Search code examples
mongodbuuidstemming

In MongoDB how is text stemmed if my text contains a UUID?


I'm investigation slow updates on a collection in MongoDB.
The former colleagues have chosen the string type for the _id field and basing indexes on other string fields.

Now I understand text indexes are stemmed, and I can imagine this can be quite heavy when a document is updated.
Also the content of the _id-field is a UUID. Now I don't fully understand how stemming works, but guessing each part of the UUID (part1-part2-part3-part4-etc) becomes a unique entry in the index, causing queries to be slow.

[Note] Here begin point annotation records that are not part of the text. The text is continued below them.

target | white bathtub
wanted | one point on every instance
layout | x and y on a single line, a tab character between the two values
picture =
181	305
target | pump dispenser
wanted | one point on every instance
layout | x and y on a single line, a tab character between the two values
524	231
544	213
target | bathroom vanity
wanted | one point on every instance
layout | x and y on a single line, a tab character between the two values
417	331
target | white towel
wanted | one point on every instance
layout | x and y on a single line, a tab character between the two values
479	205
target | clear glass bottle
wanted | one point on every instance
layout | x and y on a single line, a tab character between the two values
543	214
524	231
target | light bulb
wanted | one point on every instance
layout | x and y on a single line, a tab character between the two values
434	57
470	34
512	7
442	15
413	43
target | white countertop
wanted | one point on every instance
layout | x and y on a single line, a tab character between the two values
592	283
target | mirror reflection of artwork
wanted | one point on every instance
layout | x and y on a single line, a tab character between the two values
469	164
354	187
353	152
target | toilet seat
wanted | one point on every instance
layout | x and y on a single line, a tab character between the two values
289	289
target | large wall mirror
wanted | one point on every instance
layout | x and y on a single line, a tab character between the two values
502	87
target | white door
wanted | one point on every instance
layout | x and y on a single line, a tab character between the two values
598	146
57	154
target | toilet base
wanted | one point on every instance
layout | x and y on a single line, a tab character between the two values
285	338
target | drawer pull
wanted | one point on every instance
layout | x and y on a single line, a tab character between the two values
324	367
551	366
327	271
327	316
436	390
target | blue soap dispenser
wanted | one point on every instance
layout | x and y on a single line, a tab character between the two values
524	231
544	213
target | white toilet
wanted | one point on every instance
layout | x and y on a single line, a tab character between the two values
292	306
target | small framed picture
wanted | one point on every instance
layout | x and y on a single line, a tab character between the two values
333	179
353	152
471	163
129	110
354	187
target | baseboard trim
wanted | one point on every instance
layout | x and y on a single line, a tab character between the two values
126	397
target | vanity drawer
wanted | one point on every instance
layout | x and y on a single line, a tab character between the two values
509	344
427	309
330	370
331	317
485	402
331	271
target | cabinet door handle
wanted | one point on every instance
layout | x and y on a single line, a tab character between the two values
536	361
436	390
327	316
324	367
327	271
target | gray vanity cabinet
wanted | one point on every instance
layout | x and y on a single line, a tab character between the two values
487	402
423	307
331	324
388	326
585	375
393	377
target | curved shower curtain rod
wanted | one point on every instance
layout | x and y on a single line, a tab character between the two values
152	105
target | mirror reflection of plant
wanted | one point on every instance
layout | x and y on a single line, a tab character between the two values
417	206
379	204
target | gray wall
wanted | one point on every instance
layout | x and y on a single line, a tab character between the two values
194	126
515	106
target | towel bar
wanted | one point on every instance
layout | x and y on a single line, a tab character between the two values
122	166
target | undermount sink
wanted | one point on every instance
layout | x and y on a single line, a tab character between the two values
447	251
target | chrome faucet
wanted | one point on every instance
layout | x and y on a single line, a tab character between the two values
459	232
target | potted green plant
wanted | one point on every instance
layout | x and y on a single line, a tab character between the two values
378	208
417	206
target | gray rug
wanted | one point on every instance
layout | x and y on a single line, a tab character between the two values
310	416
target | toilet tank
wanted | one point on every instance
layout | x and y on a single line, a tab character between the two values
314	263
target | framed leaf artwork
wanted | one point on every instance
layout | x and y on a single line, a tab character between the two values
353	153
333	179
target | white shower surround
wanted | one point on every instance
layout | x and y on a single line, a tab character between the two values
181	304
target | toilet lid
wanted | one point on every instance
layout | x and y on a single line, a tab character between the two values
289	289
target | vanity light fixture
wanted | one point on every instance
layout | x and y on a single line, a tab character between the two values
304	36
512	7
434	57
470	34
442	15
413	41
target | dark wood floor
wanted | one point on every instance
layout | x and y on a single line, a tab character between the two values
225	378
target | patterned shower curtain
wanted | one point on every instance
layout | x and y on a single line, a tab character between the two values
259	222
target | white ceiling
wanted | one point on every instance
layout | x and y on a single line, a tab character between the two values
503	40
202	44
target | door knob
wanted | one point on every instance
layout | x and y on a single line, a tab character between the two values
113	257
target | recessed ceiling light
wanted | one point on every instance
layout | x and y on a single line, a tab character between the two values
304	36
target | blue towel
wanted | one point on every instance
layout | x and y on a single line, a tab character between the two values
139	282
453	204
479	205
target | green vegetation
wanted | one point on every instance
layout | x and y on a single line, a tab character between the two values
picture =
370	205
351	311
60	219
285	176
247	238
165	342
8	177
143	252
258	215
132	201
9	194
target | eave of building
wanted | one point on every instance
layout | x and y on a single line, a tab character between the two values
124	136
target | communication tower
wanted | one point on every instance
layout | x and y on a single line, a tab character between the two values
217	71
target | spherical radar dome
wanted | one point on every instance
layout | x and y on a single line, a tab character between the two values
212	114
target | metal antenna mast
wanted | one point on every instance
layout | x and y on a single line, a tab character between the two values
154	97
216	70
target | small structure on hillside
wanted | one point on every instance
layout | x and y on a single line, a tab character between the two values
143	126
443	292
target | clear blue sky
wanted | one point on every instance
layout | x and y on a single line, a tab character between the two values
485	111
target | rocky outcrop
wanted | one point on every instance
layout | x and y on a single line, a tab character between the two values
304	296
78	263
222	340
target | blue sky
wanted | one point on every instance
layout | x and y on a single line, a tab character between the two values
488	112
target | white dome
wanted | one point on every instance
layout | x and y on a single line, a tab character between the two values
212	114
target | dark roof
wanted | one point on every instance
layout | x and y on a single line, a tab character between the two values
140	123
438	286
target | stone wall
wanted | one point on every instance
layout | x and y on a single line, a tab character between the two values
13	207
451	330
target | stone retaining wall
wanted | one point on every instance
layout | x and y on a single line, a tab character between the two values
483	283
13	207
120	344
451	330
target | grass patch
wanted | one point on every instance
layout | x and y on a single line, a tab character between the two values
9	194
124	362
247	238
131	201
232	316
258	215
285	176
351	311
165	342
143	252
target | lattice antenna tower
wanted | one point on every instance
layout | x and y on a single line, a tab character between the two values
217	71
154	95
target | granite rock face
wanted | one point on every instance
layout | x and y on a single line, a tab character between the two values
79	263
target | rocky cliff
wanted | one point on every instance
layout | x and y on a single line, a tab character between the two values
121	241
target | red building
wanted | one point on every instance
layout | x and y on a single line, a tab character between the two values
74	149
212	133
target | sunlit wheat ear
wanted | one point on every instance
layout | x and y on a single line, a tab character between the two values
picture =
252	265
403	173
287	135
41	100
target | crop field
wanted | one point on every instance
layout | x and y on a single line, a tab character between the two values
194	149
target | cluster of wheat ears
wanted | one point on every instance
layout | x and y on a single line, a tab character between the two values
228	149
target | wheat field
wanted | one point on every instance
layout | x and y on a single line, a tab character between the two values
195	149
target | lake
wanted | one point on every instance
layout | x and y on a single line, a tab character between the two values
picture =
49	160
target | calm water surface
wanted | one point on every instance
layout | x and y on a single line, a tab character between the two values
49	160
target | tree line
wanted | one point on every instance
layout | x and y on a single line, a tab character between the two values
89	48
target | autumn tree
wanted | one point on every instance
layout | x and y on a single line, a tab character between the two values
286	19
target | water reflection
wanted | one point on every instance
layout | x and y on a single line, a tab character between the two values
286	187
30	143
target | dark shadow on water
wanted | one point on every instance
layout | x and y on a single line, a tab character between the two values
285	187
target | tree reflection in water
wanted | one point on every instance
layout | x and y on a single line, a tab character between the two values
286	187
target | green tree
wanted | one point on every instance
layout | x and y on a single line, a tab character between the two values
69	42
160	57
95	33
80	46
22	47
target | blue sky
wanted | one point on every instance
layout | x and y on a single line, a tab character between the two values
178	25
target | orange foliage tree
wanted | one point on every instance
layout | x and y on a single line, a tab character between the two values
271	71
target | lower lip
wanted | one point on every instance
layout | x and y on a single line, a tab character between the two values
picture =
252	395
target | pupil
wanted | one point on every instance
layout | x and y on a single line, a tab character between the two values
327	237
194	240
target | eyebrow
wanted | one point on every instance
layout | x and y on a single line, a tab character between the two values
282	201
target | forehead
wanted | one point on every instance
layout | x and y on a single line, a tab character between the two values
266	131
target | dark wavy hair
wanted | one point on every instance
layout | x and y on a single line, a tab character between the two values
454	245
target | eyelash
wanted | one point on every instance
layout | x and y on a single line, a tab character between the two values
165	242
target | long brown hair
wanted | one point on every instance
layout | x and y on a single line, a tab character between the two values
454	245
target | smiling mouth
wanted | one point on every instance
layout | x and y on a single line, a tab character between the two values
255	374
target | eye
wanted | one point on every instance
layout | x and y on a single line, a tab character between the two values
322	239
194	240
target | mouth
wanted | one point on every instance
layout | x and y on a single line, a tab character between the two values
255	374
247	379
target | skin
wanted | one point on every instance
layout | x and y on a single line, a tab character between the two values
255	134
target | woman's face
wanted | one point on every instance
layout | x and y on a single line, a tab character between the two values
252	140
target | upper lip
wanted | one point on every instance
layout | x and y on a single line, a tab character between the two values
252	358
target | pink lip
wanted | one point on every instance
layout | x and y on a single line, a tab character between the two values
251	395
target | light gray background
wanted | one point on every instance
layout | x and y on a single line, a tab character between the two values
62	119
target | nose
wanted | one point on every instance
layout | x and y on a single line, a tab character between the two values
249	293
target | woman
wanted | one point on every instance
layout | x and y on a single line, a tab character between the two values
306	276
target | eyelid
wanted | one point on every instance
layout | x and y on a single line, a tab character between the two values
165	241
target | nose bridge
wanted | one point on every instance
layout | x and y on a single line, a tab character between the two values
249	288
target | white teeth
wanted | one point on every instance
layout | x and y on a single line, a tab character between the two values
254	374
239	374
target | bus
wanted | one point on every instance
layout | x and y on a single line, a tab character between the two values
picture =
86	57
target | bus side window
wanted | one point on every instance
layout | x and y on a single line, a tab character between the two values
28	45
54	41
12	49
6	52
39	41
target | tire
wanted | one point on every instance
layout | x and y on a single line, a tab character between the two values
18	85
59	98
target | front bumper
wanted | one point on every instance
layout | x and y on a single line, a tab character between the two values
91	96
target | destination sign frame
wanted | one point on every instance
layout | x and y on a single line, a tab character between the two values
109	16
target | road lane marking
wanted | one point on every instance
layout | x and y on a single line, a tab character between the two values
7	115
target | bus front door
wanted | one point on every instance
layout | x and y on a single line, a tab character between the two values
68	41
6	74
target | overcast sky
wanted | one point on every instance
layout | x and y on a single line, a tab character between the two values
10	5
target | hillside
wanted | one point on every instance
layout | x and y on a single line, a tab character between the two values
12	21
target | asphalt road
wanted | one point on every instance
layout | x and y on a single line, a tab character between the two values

Can someone explain how stemming would work on text which contains a UUID?


Solution

  • Stemming only applies to string fields that are part of a text index. The options for the default _id index cannot be changed and an _id index cannot be a text index, so stemming is not applicable in this context. The _id value is a single entry in the index which must be unique.

    Now I don't fully understand how stemming works, but guessing each part of the UUID (part1-part2-part3-part4-etc) becomes a unique entry in the index, causing queries to be slow.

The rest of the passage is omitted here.